Un cavalier s'approcha lentement, et Lian Zhao était assis dessus. Sous le clair de lune, il était vêtu d'une armure, une longue épée à la ceinture, une main tenant les rênes et l'autre un arc. À en juger par le halètement de sa monture, il était arrivé en hâte. Il était couvert de poussière, mais son regard exprimait une farouche détermination, une force inébranlable.

Il descendit de cheval, regarda Ye Zhang, joignit les poings, s'inclina et dit : « Oncle Ye, Lian Zhao est en retard. »

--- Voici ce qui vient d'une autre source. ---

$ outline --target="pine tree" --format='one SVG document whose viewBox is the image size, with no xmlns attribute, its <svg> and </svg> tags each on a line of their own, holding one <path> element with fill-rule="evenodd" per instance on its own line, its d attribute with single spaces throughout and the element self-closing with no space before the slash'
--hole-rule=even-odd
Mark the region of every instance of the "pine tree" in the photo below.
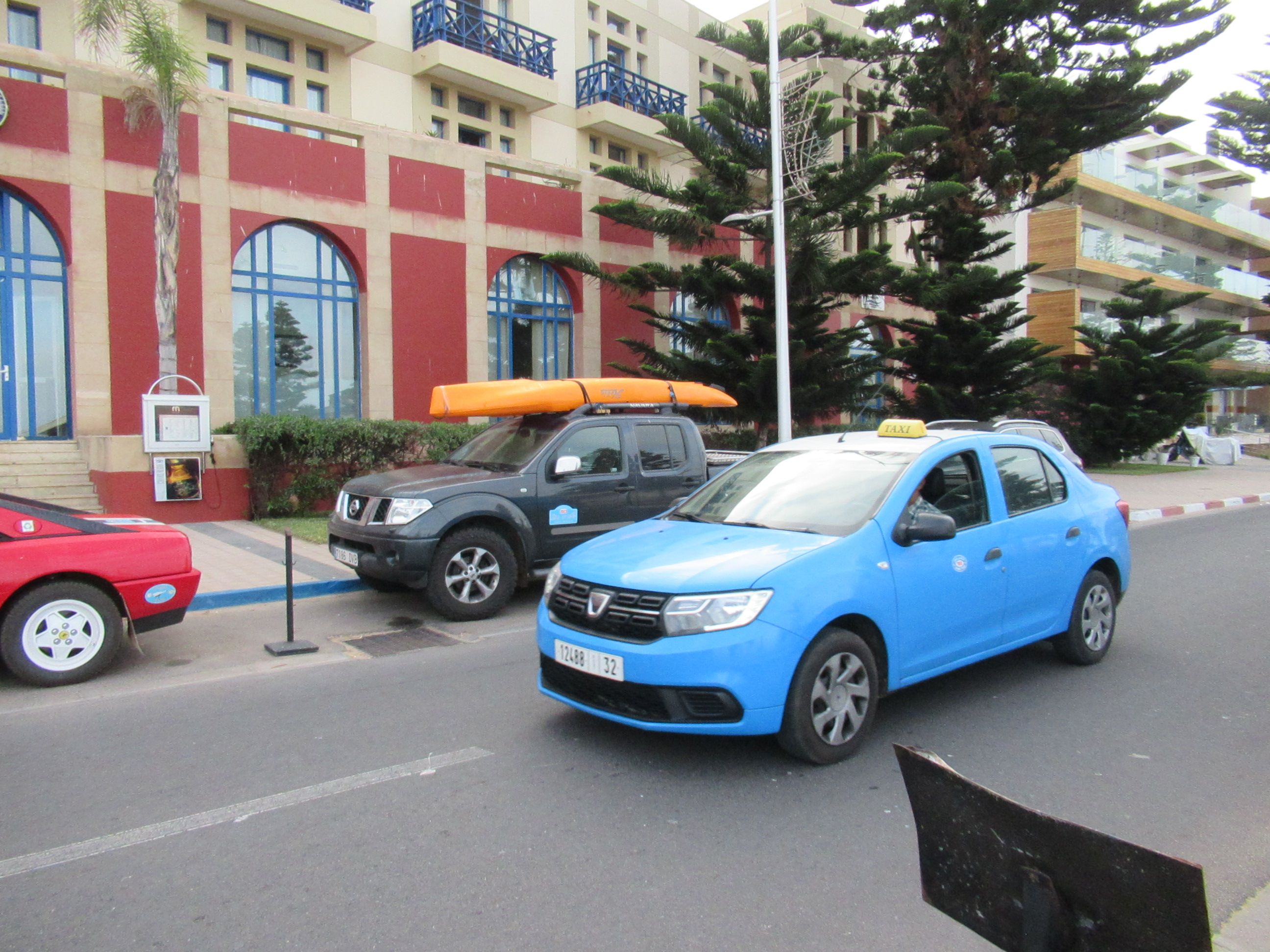
<svg viewBox="0 0 1270 952">
<path fill-rule="evenodd" d="M 677 184 L 671 176 L 618 165 L 601 175 L 631 189 L 631 198 L 601 204 L 593 211 L 611 221 L 644 228 L 668 239 L 681 250 L 712 250 L 726 232 L 724 220 L 735 213 L 770 208 L 771 155 L 767 132 L 767 33 L 758 20 L 742 33 L 715 25 L 704 38 L 724 46 L 754 63 L 751 89 L 706 84 L 712 99 L 701 105 L 705 126 L 682 116 L 658 119 L 668 138 L 692 157 L 693 175 Z M 812 50 L 808 27 L 781 32 L 785 58 Z M 833 116 L 832 93 L 813 89 L 819 74 L 791 84 L 784 100 L 785 114 L 805 116 L 813 135 L 823 142 L 847 128 L 850 119 Z M 879 204 L 875 193 L 892 180 L 892 170 L 906 155 L 925 147 L 941 129 L 917 126 L 892 136 L 876 147 L 824 161 L 810 173 L 805 189 L 786 189 L 786 249 L 792 415 L 800 423 L 841 411 L 855 411 L 874 396 L 881 363 L 867 345 L 862 327 L 831 329 L 831 311 L 850 298 L 876 294 L 899 278 L 889 249 L 879 246 L 853 255 L 841 253 L 841 235 L 861 226 L 876 228 L 923 207 L 959 187 L 914 189 Z M 740 222 L 742 241 L 756 241 L 757 254 L 747 261 L 735 254 L 706 254 L 679 267 L 649 261 L 620 273 L 603 270 L 578 254 L 549 255 L 547 260 L 574 268 L 630 298 L 659 291 L 683 293 L 702 308 L 740 302 L 742 326 L 733 329 L 707 321 L 688 321 L 644 303 L 631 305 L 648 315 L 645 324 L 676 347 L 658 349 L 622 338 L 638 366 L 616 362 L 626 372 L 672 380 L 715 383 L 738 401 L 734 419 L 768 426 L 776 420 L 776 359 L 773 269 L 770 261 L 770 216 Z"/>
<path fill-rule="evenodd" d="M 893 373 L 916 386 L 898 401 L 906 411 L 988 419 L 1029 404 L 1029 391 L 1054 369 L 1052 348 L 1011 336 L 1027 321 L 1011 298 L 1034 268 L 993 268 L 1011 244 L 988 222 L 1058 198 L 1072 184 L 1055 182 L 1069 157 L 1146 128 L 1186 80 L 1181 71 L 1148 80 L 1151 70 L 1203 44 L 1229 18 L 1149 52 L 1139 43 L 1226 4 L 898 0 L 866 17 L 875 41 L 815 24 L 822 55 L 872 63 L 876 89 L 862 104 L 885 117 L 884 128 L 949 129 L 897 170 L 917 183 L 966 187 L 921 216 L 908 240 L 917 267 L 890 288 L 935 315 L 928 326 L 884 321 L 908 335 L 888 354 L 898 363 Z"/>
<path fill-rule="evenodd" d="M 1270 70 L 1245 72 L 1240 79 L 1251 83 L 1255 91 L 1223 93 L 1208 103 L 1218 109 L 1214 127 L 1234 133 L 1217 133 L 1217 149 L 1237 162 L 1270 173 Z"/>
<path fill-rule="evenodd" d="M 1212 386 L 1205 349 L 1236 326 L 1172 319 L 1172 311 L 1201 297 L 1139 281 L 1105 305 L 1114 327 L 1078 327 L 1091 363 L 1063 374 L 1057 404 L 1068 439 L 1087 463 L 1143 453 L 1204 409 Z"/>
</svg>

Un sourire illumina aussitôt le visage de Ye Zhang. « Il n'est pas trop tard. Après avoir capturé ce voleur, ton oncle t'offrira un verre pour te souhaiter la bienvenue. »

Lian Zhao esquissa un léger sourire, puis cessa de sourire et regarda Wen Su.

Wen Su détourna le regard et dit à Ye Zhang : « Il semble que le seigneur Ye soit venu préparé… Le seigneur Ye est loyal et droit, ce qui est admirable. Je me demande si votre fille l'est aussi ? » Le ton de Wen Su était froid et blessant.

Ye Zhang était sous le choc : « Serait-ce possible… »

Lian Zhao fronça les sourcils. « Wen Su, est-ce là la seule méthode méprisable dont tu disposes en mer de l'Est ? »

Wen Su l'ignora et dit avec un léger sourire : « Seigneur Ye, j'ai un conseil à vous donner, vous devriez… »

Avant que Wen Su ait pu terminer sa phrase, une voix s'écria : « Père ! »

Tout le monde sursauta et se tourna vers la source du bruit.

Une silhouette a surgi du ciel et a atterri dans l'encerclement.

« Père ! » La voix de Ye Zhihui était pleine de joie, sans aucune peur.

« Zhihui ! » Ye Zhang était fou de joie. Il regarda la jeune fille qui tenait sa fille dans ses bras, empli de gratitude. « C'est toi, Xiaoxiao ? »

Les expressions de Wen Su et de Lian Zhao changèrent toutes deux.